Runtime AOP tools create decorator/proxy classes dynamically at runtime. These classes are built by examining the signature of classes/interfaces along with an interception aspect that you’ve written, then generate a decorator class. Typically, these tools are part of IoC containers, as such containers allow you to use these generated classes transparently.
My goal in this article isn’t to comprehensively document and explore these IoC tools, but to show a basic demonstration of their interception capabilities.
Castle DynamicProxy is the name of the AOP tool that was originally created to work with Castle Windsor (an IoC tool). Castle is a project with a collection of frameworks and tools for building enterprise applications in .NET. I’ve shown you several examples throughout the book of Castle DynamicProxy with StructureMap. The next listing shows how you might use it with Castle Windsor (which isn’t remarkably different from using it with StructureMap, except that there is no need for a ProxyHelper class). The listing is a Console application; I’ve installed Castle Windsor with NuGet (Install-Package Castle.Windsor), which will install Castle.Core automatically.
The entire Castle project umbrella—including Windsor, DynamicProxy, and MonoRail—has been one of the cornerstones of open source tools and frameworks for .NET since 2004. It is a popular and widely used set of tools, with a very active support and development community.
I used StructureMap , and its EnrichWith functionality combined with Castle DynamicProxy is really appreciable. It’s certainly possible to use other AOP tools as well. But StructureMap does not contain any AOP capabilities itself. To quote the StructureMap documentation: “StructureMap will never include its own Aspect Oriented Programming model (the world does not need a new one).”
However, StructureMap does have its own interception capability. Its unique approach to interception is worth discussing in this article. StructureMap intercepts the object itself, instead of generating a decorator class, and allows you to manipulate the object. You do this by implementing the InstanceInterceptor interface, as shown in the next listing. This interface contains one method—Process—that receives the object as an argument, and returns the object, giving you a chance to manipulate, examine, or wrap the object.
The console output is different than the other example because it is intercepting an object instead of method calls.
You could also use Castle DynamicProxy within an InstanceInterceptor as an alternative to using a ProxyHelper class. I’ve found that it takes roughly the same amount of effort, depending on how heavy your usage of aspects is, whether custom conventions are being used, and so on.
The Unity Interception Extension (installed with NuGet with Install-Package Unity.Interception) is a component that is an extension of Unity (also known as the Unity Application Block). This component gives AOP interception capabilities to the core Unity functionality. Unity is an IoC container created by Microsoft with an emphasis on configurability and extension for building enterprise software. With Unity, aspects implement the IInterceptionBehavior interface. This interface has an Invoke method that is analogous to Castle DynamicProxy’s Intercept method.
There are two other members of this interface. GetRequiredInterfaces returns a list of interfaces that you want the dynamically created proxy object to implement (INotifyPropertyChanged, for instance, would be a good candidate for this). WillExecute is for optimization: if it returns false, then the interceptor will be skipped. The aspect in this listing does not use these capabilities.
The output, once again to Console, is the same as other examples.
The Unity framework is both open source and backed by Microsoft, and thus it is widely used. It is still under active development, with a .NET 4.5 preview available at the time of writing.
Spring.NET is a framework based on the popular Spring framework for Java.
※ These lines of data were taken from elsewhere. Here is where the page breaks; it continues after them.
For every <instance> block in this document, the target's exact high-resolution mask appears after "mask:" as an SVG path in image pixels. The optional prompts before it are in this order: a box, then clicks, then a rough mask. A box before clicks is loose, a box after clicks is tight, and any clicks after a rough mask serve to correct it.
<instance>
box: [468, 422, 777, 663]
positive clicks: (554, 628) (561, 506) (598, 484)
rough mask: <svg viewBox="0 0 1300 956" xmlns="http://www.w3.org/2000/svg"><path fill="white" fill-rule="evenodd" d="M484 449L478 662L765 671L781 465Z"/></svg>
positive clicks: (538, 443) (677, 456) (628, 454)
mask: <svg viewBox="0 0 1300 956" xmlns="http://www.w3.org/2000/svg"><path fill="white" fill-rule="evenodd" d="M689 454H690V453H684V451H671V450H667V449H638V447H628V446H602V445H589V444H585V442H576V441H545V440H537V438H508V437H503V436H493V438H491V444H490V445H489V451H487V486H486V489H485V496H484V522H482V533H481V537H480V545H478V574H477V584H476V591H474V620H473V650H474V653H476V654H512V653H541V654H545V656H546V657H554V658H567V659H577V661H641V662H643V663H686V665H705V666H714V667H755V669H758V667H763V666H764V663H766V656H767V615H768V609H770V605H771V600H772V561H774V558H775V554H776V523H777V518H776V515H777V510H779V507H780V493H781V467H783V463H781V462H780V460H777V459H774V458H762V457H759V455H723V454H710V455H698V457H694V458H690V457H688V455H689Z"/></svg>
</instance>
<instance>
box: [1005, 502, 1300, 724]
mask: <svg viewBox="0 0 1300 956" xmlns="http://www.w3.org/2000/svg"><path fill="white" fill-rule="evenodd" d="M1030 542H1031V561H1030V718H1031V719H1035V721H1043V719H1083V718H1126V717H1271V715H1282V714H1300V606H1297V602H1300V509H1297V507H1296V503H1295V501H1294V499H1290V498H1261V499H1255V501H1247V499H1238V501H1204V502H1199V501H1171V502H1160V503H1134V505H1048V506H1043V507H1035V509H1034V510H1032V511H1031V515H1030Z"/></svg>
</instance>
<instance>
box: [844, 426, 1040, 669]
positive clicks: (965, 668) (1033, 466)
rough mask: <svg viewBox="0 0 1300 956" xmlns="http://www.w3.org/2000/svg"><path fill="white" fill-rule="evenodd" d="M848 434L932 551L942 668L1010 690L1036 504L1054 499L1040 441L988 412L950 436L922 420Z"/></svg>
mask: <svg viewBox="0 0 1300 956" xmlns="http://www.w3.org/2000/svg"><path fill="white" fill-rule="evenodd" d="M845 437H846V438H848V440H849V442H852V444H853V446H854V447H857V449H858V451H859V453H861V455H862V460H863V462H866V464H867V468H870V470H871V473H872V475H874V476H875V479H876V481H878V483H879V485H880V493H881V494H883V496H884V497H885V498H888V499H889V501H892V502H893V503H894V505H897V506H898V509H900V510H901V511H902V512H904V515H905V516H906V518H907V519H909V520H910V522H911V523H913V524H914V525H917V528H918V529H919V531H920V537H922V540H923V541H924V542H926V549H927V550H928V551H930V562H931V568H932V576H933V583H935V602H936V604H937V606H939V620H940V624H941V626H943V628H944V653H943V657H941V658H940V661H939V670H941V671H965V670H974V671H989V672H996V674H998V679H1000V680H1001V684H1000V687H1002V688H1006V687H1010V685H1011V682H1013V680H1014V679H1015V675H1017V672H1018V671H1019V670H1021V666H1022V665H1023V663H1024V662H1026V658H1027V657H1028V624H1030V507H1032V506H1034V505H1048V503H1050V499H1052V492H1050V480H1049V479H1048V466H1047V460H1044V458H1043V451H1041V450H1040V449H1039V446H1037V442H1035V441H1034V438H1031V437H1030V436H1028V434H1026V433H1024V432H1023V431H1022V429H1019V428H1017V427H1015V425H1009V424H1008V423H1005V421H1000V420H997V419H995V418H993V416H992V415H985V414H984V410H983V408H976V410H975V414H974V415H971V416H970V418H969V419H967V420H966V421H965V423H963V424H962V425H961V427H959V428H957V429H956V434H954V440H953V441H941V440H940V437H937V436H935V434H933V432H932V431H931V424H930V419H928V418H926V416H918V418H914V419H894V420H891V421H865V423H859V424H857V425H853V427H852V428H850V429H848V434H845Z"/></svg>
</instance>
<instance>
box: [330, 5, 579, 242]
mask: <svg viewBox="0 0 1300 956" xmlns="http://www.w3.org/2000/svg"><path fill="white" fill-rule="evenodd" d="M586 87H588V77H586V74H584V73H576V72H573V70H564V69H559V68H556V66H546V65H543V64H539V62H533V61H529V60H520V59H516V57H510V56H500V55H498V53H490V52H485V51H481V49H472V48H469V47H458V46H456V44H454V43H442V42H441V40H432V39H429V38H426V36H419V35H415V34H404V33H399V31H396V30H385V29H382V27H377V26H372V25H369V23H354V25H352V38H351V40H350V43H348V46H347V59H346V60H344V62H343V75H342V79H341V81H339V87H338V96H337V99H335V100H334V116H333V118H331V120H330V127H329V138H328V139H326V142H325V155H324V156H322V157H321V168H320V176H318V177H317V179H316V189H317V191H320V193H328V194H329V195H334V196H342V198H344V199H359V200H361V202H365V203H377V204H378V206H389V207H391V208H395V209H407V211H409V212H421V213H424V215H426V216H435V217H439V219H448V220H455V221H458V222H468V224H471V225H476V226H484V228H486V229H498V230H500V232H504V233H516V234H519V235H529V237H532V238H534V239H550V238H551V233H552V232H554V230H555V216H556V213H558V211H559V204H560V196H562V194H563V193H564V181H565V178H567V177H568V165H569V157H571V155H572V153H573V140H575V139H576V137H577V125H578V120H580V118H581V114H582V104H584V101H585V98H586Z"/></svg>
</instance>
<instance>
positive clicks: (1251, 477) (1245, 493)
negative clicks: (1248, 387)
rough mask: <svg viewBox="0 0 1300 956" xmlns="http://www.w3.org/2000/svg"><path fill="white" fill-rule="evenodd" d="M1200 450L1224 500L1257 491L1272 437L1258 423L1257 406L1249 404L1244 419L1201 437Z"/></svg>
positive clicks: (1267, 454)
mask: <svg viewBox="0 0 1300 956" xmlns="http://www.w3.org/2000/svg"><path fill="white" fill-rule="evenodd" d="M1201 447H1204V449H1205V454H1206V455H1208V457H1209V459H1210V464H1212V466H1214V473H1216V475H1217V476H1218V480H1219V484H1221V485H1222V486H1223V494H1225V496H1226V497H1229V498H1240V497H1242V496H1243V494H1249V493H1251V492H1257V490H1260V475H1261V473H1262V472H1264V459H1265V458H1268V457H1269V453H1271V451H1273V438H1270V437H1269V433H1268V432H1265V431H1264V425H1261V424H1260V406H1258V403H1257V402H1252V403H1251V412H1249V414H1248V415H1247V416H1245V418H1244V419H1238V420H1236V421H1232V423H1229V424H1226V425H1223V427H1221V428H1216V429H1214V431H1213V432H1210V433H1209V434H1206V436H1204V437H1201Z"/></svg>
It contains a number of features for building enterprise applications (much like Castle Windsor), including Spring.Core (DI) and Spring.Aop (runtime AOP). Spring.NET tends to use XML for configuration of everything, so that’s what I’m going to use in this appendix, but Spring.CodeConfig allows you to configure in C# instead of XML if you wish.
Install Spring’s AOP functionality with NuGet (Install-Package Spring.Aop). This listing shows an aspect that implements the IMethodInterceptor interface, which just has one member: Invoke.
In a Console project, the Spring configuration will be in app.config, as in the next listing. In an ASP.NET project, it would be in Web.config instead.
Besides interception aspects, Spring.NET has boundary aspects (IMethodBeforeAdvice, IAfterReturningAdvice, and IThrowsAdvice). Beyond the simple mapping in this configuration, Spring.NET also has more complex configuration options, including regular expressions and dynamic pointcuts (akin to attribute multicasting as with PostSharp).